This is the second in the series of short statements from candidates in the coming CODATA Elections at the General Assembly to be held on 27-28 October 2023. Phil Bourne is a candidate for the role of CODATA Vice-President. He was nominated by the USA.
CODATA Statement: Impacting the Next Generation
CODATA is a respected, impactful organization. Its strategic connection to the International Science Council gives it a rare platform for driving impact by serving and anticipating the data needs of the world’s scientists, data stewards, and citizen scientists. Hence my interest.

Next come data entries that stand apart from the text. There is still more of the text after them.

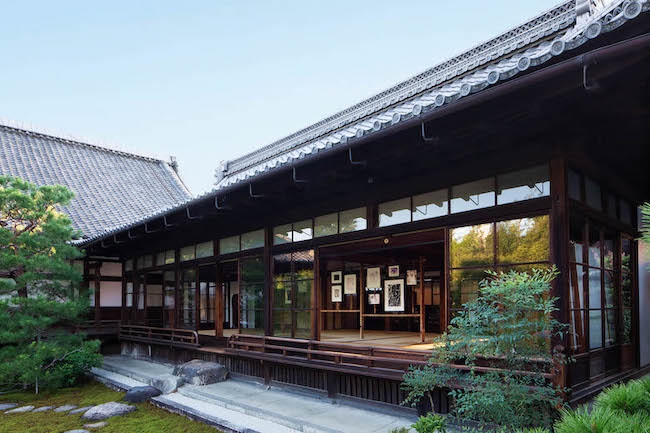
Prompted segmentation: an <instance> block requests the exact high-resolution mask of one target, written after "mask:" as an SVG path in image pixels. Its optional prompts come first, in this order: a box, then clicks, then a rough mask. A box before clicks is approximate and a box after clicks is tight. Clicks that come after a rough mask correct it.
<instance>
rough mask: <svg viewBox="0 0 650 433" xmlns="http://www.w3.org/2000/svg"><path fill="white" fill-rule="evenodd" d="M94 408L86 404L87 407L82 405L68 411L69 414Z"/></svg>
mask: <svg viewBox="0 0 650 433" xmlns="http://www.w3.org/2000/svg"><path fill="white" fill-rule="evenodd" d="M90 408H92V406H86V407H80V408H79V409H74V410H71V411H70V412H68V415H75V414H78V413H81V412H87V411H88V409H90Z"/></svg>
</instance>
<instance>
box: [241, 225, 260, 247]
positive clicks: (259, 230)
mask: <svg viewBox="0 0 650 433" xmlns="http://www.w3.org/2000/svg"><path fill="white" fill-rule="evenodd" d="M263 246H264V229H260V230H255V231H252V232H248V233H242V235H241V249H242V251H243V250H251V249H253V248H262V247H263Z"/></svg>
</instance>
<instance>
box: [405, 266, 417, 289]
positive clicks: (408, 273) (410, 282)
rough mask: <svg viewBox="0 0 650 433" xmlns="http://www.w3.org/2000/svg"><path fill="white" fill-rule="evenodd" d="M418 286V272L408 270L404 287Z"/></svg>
mask: <svg viewBox="0 0 650 433" xmlns="http://www.w3.org/2000/svg"><path fill="white" fill-rule="evenodd" d="M417 284H418V271H417V270H415V269H409V270H407V271H406V285H407V286H417Z"/></svg>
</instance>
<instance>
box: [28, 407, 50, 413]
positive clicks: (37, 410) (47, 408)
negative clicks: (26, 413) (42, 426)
mask: <svg viewBox="0 0 650 433" xmlns="http://www.w3.org/2000/svg"><path fill="white" fill-rule="evenodd" d="M55 407H56V406H43V407H39V408H36V409H34V410H33V411H32V413H34V412H45V411H47V410H50V409H54V408H55Z"/></svg>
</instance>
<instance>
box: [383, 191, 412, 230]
mask: <svg viewBox="0 0 650 433" xmlns="http://www.w3.org/2000/svg"><path fill="white" fill-rule="evenodd" d="M408 222H411V199H410V198H402V199H399V200H393V201H389V202H386V203H381V204H380V205H379V227H386V226H391V225H394V224H402V223H408Z"/></svg>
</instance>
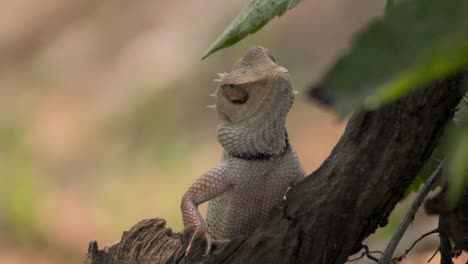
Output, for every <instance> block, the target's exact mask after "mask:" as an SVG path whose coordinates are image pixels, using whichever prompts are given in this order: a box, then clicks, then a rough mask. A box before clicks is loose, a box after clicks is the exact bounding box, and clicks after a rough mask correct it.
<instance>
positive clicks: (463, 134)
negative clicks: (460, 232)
mask: <svg viewBox="0 0 468 264" xmlns="http://www.w3.org/2000/svg"><path fill="white" fill-rule="evenodd" d="M454 122H455V124H456V125H457V129H456V130H455V131H454V133H453V141H452V142H451V143H452V144H451V147H452V152H451V160H450V163H449V170H448V172H449V178H448V191H447V201H448V203H449V205H455V204H456V203H457V201H458V199H459V198H460V197H461V195H462V194H463V192H464V191H465V190H466V188H468V162H467V161H468V93H467V95H466V96H465V97H464V98H463V99H462V101H461V103H460V105H459V108H458V111H457V113H456V115H455V117H454Z"/></svg>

I have spent my whole 40+ year career working with data and the science of data in particular. My interest in data stems from my science as an established biomedical researcher having published over 350 papers, 4 books and started 4 companies. My journey with data led me to co-develop the RCSB Protein Data Bank which became an exemplar scientific database and associated ontology. I was an author of the FAIR principles, the first chief data officer of the National Institutes of Health, a co-founder and the first President of FORCE11, a past member of the US Board on Research Data and Information (BRDI), Founding Editor in Chief of the open access journal PLOS Computational Biology and currently the Stephenson Founding Dean of the School of Data Science at the University of Virginia where we are currently teaching data science to 1000 (!) undergraduate and graduate students. It is this later development which drove me to engage with CODATA as a member of the US National Committee and to write a blog on what I perceive as parallel universes which has received considerable attention, starting with the US National Committee for CODATA. Let me explain.

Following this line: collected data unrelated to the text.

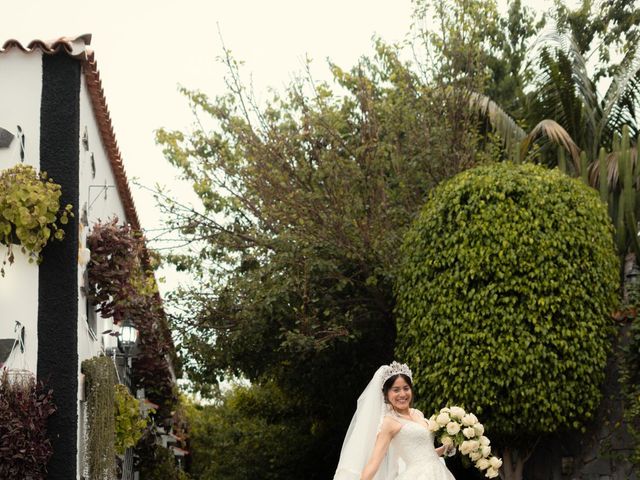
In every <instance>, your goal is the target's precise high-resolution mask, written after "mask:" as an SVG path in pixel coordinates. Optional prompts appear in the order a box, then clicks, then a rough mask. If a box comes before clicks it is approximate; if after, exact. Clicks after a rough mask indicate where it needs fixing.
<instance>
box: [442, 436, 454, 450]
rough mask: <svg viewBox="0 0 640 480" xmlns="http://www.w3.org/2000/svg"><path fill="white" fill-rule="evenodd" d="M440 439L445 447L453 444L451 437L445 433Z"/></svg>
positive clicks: (452, 445) (450, 445)
mask: <svg viewBox="0 0 640 480" xmlns="http://www.w3.org/2000/svg"><path fill="white" fill-rule="evenodd" d="M440 441H441V442H442V445H444V446H445V447H451V446H453V438H451V437H449V436H447V435H443V436H442V438H441V439H440Z"/></svg>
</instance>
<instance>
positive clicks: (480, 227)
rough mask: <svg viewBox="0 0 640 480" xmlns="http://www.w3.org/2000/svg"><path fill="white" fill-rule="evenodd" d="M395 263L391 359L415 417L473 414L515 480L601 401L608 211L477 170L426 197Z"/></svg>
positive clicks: (592, 200)
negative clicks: (398, 356)
mask: <svg viewBox="0 0 640 480" xmlns="http://www.w3.org/2000/svg"><path fill="white" fill-rule="evenodd" d="M401 258H402V266H401V270H400V273H399V274H398V282H397V289H396V291H397V302H398V304H397V313H398V330H399V331H400V332H402V334H401V335H399V337H398V354H399V356H400V357H401V358H404V359H406V360H407V361H408V362H409V363H410V364H411V365H412V368H413V371H414V375H415V380H416V384H417V395H418V398H419V399H420V403H421V406H422V407H423V408H425V410H426V411H432V410H434V409H436V408H440V407H441V406H443V405H446V404H459V405H463V406H464V407H465V408H467V409H469V410H470V411H473V412H475V413H476V414H477V415H478V416H479V417H480V418H481V419H482V420H483V421H484V423H485V425H486V427H487V431H488V432H489V435H490V437H491V438H492V440H494V441H496V444H497V445H498V446H499V447H500V448H501V450H502V454H503V456H504V474H505V477H506V478H508V479H520V478H522V468H523V465H524V462H525V461H526V459H527V457H528V455H529V454H530V453H531V451H532V448H531V447H532V446H534V445H535V444H536V440H537V439H539V437H541V436H542V435H545V434H549V433H554V432H563V431H566V430H569V429H580V428H581V427H583V425H585V422H588V421H589V419H591V418H592V417H593V415H594V413H595V411H596V409H597V407H598V405H599V402H600V398H601V391H600V387H601V383H602V381H603V379H604V368H605V364H606V360H607V352H608V351H609V349H610V338H609V337H610V335H611V333H612V329H611V313H612V312H613V309H614V307H615V305H616V299H617V289H618V285H619V284H618V259H617V257H616V253H615V248H614V244H613V238H612V226H611V223H610V221H609V218H608V216H607V212H606V209H605V208H604V206H603V205H602V203H601V202H600V200H599V198H598V196H597V193H596V192H595V191H593V190H592V189H590V188H588V187H586V186H585V185H583V184H582V183H580V182H579V181H578V180H575V179H571V178H569V177H568V176H566V175H564V174H562V173H561V172H559V171H557V170H547V169H545V168H542V167H539V166H534V165H514V164H510V163H501V164H495V165H488V166H483V167H478V168H475V169H472V170H468V171H466V172H463V173H461V174H460V175H458V176H456V177H455V178H453V179H451V180H450V181H448V182H446V183H445V184H443V185H441V186H440V187H438V188H437V189H435V190H434V191H433V192H432V194H431V196H430V199H429V201H428V202H427V204H426V205H425V207H424V209H423V210H422V212H421V214H420V216H419V218H418V219H417V221H416V222H415V224H414V225H413V227H412V228H411V230H410V231H409V232H408V233H407V235H406V237H405V240H404V245H403V249H402V255H401Z"/></svg>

If I ask those 1000 students and the faculty that teach them at the University of Virginia what they know of CODATA, it will be mostly blank stares. This is unfortunate as both universes have so much to offer each other. To elaborate. CODATA has global reach, the ability to convene and a mandate to do so through a hardworking collection of volunteers. Data science is an explosive field being taught and fielding research in every discipline in just about every institution of higher education. Surely it is time to bring these groups together in ways previously unexplored. This is what I would like to help CODATA with. Data science has the Academic Data Science Alliance (ADSA – I am on the Board) and a variety of chapters within computer science and engineering societies worldwide, but its organization is still very much in a formative stage. There lies the opportunity, a well established organization with a 57 year history meets a fledgling field at a time of unprecedented growth in that field driven by data that is impacting everyone on the planet. It’s time to impact the next generation. There will not be a better time.

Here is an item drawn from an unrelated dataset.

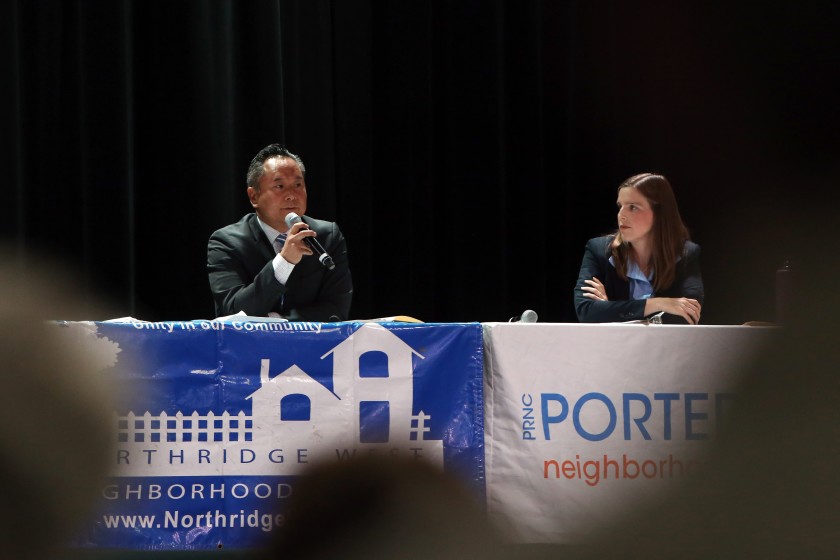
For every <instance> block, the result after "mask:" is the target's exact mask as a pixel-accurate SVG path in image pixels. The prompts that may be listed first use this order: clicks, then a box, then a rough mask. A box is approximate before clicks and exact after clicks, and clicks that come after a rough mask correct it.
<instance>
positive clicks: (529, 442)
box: [484, 323, 771, 544]
mask: <svg viewBox="0 0 840 560" xmlns="http://www.w3.org/2000/svg"><path fill="white" fill-rule="evenodd" d="M770 331H771V329H768V328H760V327H741V326H694V327H689V326H670V325H641V324H632V325H631V324H599V325H583V324H516V323H488V324H485V325H484V342H485V362H486V363H485V438H486V441H485V450H486V454H487V457H486V460H487V470H486V473H487V503H488V512H489V514H490V516H491V518H492V519H493V520H494V522H496V523H497V524H499V525H500V526H502V527H506V528H507V529H508V530H509V534H508V537H509V538H510V539H511V540H512V541H514V542H524V543H565V544H575V543H577V542H581V540H582V538H583V537H584V536H586V535H587V534H588V533H589V532H590V531H592V530H594V529H595V528H597V527H598V526H600V525H601V524H603V523H606V522H609V521H612V520H615V519H617V518H618V516H621V515H625V514H628V513H631V512H632V511H633V509H635V508H637V507H639V506H640V505H642V504H649V503H650V502H649V501H650V500H657V499H660V498H661V497H662V496H664V494H665V492H666V491H667V490H668V489H669V488H670V487H671V486H672V485H674V484H678V483H679V482H680V481H681V480H684V479H685V478H686V477H689V476H691V474H692V472H696V470H697V469H698V468H701V467H702V463H703V457H704V452H705V451H706V450H707V449H708V448H709V445H710V442H711V441H712V440H713V439H714V433H715V427H716V425H717V424H718V423H719V422H721V420H722V418H723V417H724V415H725V414H726V412H727V410H728V408H729V407H731V406H732V405H733V399H734V398H735V395H734V394H733V391H734V389H735V384H736V382H737V381H738V377H739V374H740V372H741V371H742V370H743V367H742V366H743V365H744V364H745V361H746V360H749V359H751V357H753V356H754V355H755V352H757V351H758V350H759V348H760V346H761V344H762V343H763V342H766V341H767V340H768V338H769V336H768V335H769V333H770Z"/></svg>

Talk is cheap. In terms of action. I can see various discussions to begin the engagement. A real doozy would be to have CODATA and data scientists discuss the implication of data generation through generative AI. Thus, if elected, I would work with the CODATA leadership and broader community to find synergies and new areas of collaboration for academic data scientists and data practitioners and policy makers. Possible examples could include a broader partnership in the CODATA/RDA Schools of Research Data Science with ADSA, as well as bringing the successful models in WorldFAIR and other CODATA exemplars like the International Data Policy Committee and the DRUM task group to the academic data science community. I stand ready to support the new CODATA strategic plan, to be a boundary spanner with other organizations and agencies, and to advise the CODATA secretariat and community as other disruptive technological and policy changes occur.